Dün maariften eski halin önüne 28 dakikada gittim. Belki birileri saçma atma diyorlardır? Doğru bende olsam bu kadar abartılmaz derim de, ama doğru.

Otobüs kalabalıkça. Yani ayakta duranlar var.

Günün en sıcak saatleri…

Otobüs klimasız. Bütün pencereleri açık. Ama hak getire hiçbir şeyin fayda edeceği yok.

Sanki “Şıh Hamamının kazan önü…”

Herkesi ter bastı. Kimileri mendiliyle kimileri bir şeylerle serinlemeye çalışıyor.

 

 

***

 

Benim kafamın içinde acabalar bir birlerini kovalıyorlar.

Acaba, acil bir durumda buralar ne hale gelir?

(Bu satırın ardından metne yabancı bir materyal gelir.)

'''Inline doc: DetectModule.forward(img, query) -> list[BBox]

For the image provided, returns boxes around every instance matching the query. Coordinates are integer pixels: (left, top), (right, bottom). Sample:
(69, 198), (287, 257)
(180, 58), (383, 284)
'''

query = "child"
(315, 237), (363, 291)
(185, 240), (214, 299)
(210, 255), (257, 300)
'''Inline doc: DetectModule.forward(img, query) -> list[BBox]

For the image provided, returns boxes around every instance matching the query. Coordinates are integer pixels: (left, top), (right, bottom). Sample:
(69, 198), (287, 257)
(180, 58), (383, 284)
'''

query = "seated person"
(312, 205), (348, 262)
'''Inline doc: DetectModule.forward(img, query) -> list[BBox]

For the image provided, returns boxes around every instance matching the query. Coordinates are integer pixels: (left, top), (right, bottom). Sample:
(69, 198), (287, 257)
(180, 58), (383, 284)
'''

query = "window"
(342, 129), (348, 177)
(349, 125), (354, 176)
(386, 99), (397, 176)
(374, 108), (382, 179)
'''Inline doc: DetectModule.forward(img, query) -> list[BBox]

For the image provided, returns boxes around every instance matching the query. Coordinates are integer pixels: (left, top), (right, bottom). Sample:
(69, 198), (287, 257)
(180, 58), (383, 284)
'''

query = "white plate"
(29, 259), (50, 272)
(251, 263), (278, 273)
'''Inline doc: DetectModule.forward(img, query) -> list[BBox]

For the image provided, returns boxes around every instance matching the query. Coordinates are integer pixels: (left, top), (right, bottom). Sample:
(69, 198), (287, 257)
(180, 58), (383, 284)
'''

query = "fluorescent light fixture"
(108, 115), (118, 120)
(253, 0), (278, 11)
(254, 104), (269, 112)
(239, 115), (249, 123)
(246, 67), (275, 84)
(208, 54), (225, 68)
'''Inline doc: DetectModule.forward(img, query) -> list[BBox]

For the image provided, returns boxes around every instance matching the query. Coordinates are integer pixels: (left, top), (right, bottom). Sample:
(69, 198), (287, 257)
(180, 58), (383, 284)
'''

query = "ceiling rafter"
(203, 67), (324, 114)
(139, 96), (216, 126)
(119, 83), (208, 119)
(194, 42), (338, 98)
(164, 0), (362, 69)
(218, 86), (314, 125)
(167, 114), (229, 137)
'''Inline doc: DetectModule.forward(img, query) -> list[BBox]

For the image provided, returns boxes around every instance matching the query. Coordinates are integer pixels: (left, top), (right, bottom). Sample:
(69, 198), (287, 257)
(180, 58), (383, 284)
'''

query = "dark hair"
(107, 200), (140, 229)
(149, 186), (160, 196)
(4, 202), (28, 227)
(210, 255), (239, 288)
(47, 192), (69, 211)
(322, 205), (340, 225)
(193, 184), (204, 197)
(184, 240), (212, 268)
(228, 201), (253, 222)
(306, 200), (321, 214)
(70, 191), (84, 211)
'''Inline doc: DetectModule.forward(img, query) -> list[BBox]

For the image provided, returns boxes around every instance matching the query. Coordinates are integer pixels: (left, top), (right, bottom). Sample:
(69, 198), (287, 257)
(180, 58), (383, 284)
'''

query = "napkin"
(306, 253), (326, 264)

Allah esirgesin bir yangın olsa?

Ambulansın acilen yetişmesi gereken hayatı bir vaka olsa…

Olsa! Olsa! Olsa!...

 

***

 

Ben bu düşüncelerden tam bunalmak üzere iken, otobüse bindiğimde yanına oturduğum ihtiyar imdadıma yetişti.

Antepli misinden başladık.

Arkadaşımız Türk tepeliymiş (Kürt tepeli) 80 yaşındaymış. Ve namerde el açmamak için bu yaşta 25 Aralık Devlet Hastanesinin önünde kundura boyacılığı yapıyormuş. Ayakları çok ağrıyormuş, onun için yürümekte çok zorlanıyormuş.  Evi Türk tepenin eteğinde olmasına rağmen çıkarken Allah canını alıyormuş.

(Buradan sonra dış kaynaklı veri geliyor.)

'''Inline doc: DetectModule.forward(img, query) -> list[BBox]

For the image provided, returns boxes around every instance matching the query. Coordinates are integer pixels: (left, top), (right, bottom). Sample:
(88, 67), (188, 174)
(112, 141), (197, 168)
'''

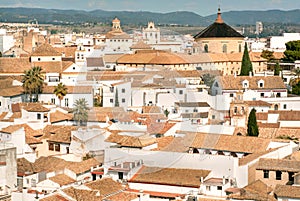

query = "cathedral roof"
(194, 8), (244, 39)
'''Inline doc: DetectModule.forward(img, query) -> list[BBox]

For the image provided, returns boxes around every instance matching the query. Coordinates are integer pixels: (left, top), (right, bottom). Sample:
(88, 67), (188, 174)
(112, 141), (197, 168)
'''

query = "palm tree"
(53, 83), (68, 106)
(22, 66), (44, 102)
(73, 98), (89, 126)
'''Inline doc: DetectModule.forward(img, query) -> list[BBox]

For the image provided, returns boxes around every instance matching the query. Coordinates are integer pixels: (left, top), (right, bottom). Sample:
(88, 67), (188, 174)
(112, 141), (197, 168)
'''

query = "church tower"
(194, 8), (244, 54)
(143, 22), (160, 44)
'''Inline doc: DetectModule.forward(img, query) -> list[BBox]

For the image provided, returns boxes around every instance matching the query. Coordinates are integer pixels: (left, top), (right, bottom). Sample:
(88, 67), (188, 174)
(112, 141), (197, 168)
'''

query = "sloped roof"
(191, 133), (270, 153)
(217, 75), (286, 90)
(256, 158), (300, 172)
(129, 166), (210, 187)
(194, 9), (244, 39)
(274, 185), (300, 199)
(130, 40), (152, 50)
(117, 50), (189, 65)
(31, 43), (61, 56)
(0, 57), (31, 74)
(49, 174), (76, 186)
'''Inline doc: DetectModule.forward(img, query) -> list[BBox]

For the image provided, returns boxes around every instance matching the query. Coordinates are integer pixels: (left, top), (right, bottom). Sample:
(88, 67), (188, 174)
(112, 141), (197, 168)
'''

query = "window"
(276, 171), (282, 180)
(54, 144), (60, 151)
(65, 98), (69, 107)
(223, 44), (227, 53)
(48, 143), (54, 151)
(204, 44), (208, 53)
(263, 170), (269, 179)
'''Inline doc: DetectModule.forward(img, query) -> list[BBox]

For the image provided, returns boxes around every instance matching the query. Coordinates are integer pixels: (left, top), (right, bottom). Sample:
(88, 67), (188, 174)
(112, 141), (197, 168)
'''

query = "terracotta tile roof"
(85, 178), (125, 196)
(32, 61), (74, 73)
(0, 57), (31, 74)
(129, 166), (210, 188)
(269, 110), (300, 121)
(152, 136), (174, 151)
(103, 54), (123, 63)
(218, 75), (286, 90)
(191, 133), (270, 153)
(259, 127), (300, 139)
(63, 187), (103, 201)
(256, 112), (268, 121)
(49, 174), (76, 186)
(229, 180), (276, 201)
(239, 148), (279, 166)
(0, 124), (23, 134)
(33, 156), (100, 174)
(42, 125), (77, 144)
(31, 43), (61, 56)
(40, 193), (72, 201)
(105, 133), (156, 148)
(117, 50), (189, 65)
(50, 110), (73, 124)
(130, 40), (152, 50)
(175, 102), (210, 107)
(147, 122), (176, 135)
(244, 100), (272, 107)
(66, 158), (101, 174)
(42, 86), (93, 94)
(194, 18), (244, 40)
(54, 47), (77, 58)
(256, 158), (300, 172)
(142, 106), (161, 113)
(17, 158), (36, 176)
(274, 185), (300, 199)
(20, 103), (50, 112)
(86, 57), (104, 67)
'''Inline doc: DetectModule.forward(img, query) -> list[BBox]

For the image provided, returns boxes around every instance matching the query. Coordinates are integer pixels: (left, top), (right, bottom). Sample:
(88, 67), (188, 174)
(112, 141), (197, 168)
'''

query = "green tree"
(73, 98), (89, 126)
(53, 83), (68, 106)
(274, 62), (282, 76)
(240, 43), (253, 76)
(260, 50), (275, 61)
(247, 108), (259, 136)
(115, 88), (120, 107)
(22, 66), (44, 102)
(283, 40), (300, 62)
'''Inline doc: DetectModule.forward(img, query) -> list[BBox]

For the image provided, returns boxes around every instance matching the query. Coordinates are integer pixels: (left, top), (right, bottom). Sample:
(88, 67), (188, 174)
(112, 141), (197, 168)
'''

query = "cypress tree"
(247, 108), (259, 137)
(115, 88), (119, 107)
(240, 43), (253, 76)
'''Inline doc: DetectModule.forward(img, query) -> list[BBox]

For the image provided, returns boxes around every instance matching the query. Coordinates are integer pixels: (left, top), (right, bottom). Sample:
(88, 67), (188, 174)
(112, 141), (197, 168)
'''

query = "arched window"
(204, 44), (208, 53)
(223, 44), (227, 53)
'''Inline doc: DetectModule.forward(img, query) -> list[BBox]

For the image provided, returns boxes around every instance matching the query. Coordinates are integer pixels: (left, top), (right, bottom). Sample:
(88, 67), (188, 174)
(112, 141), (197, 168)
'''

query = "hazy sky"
(0, 0), (300, 16)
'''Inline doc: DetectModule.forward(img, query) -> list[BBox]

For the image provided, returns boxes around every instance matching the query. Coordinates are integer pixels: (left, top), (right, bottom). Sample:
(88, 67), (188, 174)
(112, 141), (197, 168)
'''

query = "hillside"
(0, 8), (300, 26)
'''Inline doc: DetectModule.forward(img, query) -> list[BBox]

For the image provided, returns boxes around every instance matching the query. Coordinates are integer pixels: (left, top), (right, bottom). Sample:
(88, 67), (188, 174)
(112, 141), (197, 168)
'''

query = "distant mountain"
(0, 8), (300, 26)
(205, 9), (300, 25)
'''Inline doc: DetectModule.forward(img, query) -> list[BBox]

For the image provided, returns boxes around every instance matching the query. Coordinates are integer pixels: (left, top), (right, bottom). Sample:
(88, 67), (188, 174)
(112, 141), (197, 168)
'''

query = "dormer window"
(242, 80), (249, 88)
(257, 80), (265, 88)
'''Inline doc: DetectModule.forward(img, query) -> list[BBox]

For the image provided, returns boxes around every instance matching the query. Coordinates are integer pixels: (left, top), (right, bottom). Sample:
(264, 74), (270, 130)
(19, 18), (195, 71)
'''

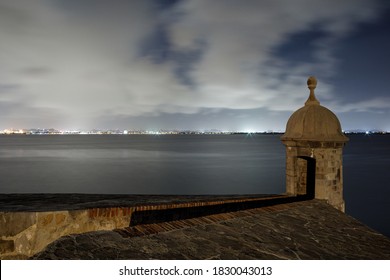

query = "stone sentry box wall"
(281, 77), (348, 212)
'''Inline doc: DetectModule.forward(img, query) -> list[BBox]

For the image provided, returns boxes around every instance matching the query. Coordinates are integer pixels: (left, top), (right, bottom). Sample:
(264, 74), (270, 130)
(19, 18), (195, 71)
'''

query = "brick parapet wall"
(0, 196), (286, 259)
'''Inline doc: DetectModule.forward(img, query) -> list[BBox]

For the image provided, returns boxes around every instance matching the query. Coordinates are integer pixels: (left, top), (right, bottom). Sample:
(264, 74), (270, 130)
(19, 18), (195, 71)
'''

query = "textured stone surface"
(0, 193), (271, 211)
(0, 240), (15, 254)
(0, 194), (286, 259)
(33, 200), (390, 259)
(0, 212), (36, 236)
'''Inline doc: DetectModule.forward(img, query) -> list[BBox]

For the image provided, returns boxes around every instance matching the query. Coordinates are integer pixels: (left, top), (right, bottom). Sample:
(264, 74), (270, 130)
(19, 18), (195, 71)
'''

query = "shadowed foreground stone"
(33, 200), (390, 259)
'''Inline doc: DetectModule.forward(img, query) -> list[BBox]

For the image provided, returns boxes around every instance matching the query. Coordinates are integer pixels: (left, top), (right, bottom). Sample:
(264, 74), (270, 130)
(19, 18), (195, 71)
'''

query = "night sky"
(0, 0), (390, 131)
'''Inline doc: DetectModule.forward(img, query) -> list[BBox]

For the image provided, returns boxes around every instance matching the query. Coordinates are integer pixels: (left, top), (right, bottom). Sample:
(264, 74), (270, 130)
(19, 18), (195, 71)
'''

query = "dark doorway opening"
(298, 156), (316, 199)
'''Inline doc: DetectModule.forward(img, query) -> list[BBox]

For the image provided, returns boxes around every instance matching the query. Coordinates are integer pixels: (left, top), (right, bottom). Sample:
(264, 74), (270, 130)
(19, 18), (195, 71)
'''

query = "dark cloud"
(0, 0), (390, 129)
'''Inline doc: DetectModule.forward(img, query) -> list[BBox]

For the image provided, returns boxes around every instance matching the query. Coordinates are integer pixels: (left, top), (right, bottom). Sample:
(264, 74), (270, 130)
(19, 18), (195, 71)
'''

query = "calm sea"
(0, 135), (390, 236)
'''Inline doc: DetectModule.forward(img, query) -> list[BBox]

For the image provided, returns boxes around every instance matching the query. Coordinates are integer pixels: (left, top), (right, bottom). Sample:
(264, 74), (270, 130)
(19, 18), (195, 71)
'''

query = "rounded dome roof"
(282, 77), (348, 142)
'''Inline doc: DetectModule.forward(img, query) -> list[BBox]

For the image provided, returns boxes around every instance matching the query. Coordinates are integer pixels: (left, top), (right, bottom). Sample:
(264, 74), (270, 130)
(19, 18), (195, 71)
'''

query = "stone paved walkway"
(33, 200), (390, 259)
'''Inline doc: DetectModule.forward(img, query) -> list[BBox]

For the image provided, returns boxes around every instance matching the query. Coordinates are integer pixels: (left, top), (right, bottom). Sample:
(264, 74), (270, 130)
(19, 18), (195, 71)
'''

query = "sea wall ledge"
(0, 194), (290, 259)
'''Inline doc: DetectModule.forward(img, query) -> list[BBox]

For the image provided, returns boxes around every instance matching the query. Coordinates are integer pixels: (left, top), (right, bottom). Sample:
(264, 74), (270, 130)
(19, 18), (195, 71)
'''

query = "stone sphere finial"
(307, 76), (317, 89)
(305, 76), (320, 106)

Ama bütün bu olumsuzlukları 5-6 sene önce aldığı hurda bir motosikletle gidermiş. Hurda da olsa kendini evde işine, işinden de evine getirip götürüyormuş.

 

 

***

 

“Bir süre önce işini bitirmiş evine gitmek için motoruna binmiş… Ama gözü kör olasıca motor çalışmamış. İterek çalıştırmak istemiş gücü yetmemiş. Bu sırada sırım gibi bir delikanlı kendini seyrediyormuş.

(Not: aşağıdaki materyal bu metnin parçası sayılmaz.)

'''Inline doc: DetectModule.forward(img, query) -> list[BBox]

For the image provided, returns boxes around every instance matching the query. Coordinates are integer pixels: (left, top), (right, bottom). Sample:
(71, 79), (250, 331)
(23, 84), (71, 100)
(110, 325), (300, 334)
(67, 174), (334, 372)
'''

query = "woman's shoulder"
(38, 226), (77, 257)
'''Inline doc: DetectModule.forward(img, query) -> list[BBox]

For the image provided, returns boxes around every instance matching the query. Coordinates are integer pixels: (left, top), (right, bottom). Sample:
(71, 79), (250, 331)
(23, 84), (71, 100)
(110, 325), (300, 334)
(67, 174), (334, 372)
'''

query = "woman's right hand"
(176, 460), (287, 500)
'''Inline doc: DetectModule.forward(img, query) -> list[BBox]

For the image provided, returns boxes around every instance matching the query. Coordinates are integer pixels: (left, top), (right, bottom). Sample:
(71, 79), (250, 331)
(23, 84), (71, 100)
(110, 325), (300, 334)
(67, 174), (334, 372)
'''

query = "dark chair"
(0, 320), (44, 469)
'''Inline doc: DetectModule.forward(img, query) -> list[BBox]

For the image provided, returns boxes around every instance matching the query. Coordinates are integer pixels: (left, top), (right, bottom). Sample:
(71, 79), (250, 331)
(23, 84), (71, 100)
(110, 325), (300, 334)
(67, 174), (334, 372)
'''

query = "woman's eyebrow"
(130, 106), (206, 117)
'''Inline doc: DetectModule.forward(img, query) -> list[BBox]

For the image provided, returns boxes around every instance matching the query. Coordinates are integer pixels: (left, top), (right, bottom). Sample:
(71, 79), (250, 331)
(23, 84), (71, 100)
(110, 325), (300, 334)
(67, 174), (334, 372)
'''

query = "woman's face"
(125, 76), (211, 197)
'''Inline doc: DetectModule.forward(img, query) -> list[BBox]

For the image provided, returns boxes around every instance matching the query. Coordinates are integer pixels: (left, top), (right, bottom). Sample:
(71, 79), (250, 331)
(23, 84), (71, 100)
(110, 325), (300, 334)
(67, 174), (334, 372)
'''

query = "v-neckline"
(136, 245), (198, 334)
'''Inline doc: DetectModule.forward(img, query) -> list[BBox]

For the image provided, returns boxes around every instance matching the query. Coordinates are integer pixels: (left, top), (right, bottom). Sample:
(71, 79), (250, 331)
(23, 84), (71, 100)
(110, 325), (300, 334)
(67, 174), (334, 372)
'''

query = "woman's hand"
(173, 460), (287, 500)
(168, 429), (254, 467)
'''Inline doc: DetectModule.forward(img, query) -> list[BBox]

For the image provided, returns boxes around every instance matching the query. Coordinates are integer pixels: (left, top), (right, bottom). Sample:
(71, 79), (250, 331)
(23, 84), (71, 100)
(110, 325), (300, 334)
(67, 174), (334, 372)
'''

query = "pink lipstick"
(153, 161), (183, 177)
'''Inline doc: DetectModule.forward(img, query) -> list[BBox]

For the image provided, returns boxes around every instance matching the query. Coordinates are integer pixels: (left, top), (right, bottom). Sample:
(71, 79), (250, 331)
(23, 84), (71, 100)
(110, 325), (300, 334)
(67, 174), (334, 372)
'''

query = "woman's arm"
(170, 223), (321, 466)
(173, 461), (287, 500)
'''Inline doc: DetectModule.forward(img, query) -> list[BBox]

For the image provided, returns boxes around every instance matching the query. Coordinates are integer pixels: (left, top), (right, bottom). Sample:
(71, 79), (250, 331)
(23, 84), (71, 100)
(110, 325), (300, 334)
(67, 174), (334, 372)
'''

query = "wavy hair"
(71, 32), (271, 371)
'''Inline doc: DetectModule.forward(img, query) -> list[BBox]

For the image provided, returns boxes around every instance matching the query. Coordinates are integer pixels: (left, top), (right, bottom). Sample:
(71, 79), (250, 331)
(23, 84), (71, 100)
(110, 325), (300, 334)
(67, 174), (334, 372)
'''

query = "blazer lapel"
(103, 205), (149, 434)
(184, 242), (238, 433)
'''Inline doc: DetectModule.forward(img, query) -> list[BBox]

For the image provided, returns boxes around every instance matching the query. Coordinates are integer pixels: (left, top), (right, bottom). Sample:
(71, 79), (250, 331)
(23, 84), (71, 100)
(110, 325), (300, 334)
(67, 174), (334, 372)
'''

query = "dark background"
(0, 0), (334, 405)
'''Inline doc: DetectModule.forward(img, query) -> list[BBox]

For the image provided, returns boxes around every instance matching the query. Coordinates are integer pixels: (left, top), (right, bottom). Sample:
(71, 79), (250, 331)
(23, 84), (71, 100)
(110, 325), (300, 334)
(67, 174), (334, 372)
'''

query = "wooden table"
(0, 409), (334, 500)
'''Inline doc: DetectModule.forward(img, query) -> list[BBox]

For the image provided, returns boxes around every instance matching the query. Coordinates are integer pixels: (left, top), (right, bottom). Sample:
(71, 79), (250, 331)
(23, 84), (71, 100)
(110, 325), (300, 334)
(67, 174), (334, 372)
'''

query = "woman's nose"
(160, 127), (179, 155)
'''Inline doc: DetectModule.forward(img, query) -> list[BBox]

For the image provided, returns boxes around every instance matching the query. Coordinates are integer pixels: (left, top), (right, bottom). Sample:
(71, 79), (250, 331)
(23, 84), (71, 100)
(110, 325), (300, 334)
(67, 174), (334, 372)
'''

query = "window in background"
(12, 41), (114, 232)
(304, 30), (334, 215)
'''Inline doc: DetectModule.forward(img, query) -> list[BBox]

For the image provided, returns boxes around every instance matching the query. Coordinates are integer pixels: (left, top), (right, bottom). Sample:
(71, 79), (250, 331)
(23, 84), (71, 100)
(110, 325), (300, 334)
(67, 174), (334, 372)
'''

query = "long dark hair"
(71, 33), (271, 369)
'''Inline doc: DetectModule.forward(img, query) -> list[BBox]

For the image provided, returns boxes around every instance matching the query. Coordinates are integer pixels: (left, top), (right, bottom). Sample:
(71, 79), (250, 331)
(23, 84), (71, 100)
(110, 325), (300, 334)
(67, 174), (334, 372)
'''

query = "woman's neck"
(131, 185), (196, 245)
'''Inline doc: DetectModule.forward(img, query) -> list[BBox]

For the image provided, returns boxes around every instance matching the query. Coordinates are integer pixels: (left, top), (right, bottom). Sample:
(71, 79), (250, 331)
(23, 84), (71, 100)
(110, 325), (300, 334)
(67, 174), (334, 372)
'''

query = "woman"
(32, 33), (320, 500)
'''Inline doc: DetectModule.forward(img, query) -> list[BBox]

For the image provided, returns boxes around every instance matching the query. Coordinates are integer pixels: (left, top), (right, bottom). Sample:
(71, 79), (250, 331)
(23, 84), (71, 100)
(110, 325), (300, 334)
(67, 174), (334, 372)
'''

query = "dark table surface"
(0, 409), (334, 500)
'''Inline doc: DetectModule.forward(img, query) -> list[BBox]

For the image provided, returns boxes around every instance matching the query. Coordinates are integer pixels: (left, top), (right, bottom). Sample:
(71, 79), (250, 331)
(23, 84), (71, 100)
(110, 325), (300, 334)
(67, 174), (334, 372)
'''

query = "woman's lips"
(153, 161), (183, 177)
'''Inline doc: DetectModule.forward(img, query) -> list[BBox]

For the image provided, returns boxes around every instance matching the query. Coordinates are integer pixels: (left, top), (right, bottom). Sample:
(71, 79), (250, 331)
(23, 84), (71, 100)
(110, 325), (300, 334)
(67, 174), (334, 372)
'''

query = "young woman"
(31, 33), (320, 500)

“Evlat ben şu motora binsen sen beni arkadan yiter misin, motor çalışmıyor da” demiş.

Delikanlı “olur amca sen bin ben seni iterim” diyerek, biraz itmiş. Ama motor yine çalışmamış. Bu defa delikanlı “amca bir de ben deneyeyim demiş” ve motora binmiş. Biraz ayaklarının yardımıyla şöyle böyle derken motor çalışmış.

Bizim arkadaş motoru çalışınca sevinmiş.

Sevinmiş ama sevinci kursağında kalmış. Neden mi? Motor çalıştıran genç arkasına bakmadan çekip gitmiş.

Gidiş o gidiş.”

Ben bu hikayeyi ağzım bir karış dinlerdim…

Ve sadece adama, kırk yıl düşünsem aklıma böyle bir şey gelmez.”  Dedim.

 

Adam daha bu bir şey mi ki…

Böyle benim gibi motosikleti olan ihtiyarların yanına yaklaşan gençler: “Aman amca dikkat et motorunu kaçırırlar ha” diye yaklaşıyorlar. “Nasıl kaçırırlar be oğlum” dediğinde de, “bak göstereyim sana diyerek adamın motoruna biniyor ve haydi eyvallah…”

Adamın gözünün içine baka baka motorunu götürüyorlarmış(?)

 

***

 

Bu hikâyeler iyi geldi. Zamanın nasıl geçtiğini, hatta bunaltıcı sıcağı bile unutmuştum.

Ama her şeye rağmen baktım ki, bu yolun biteceği yok, Eski Halin önünde inerek Kemikli Bedestene kadar yürüdüm.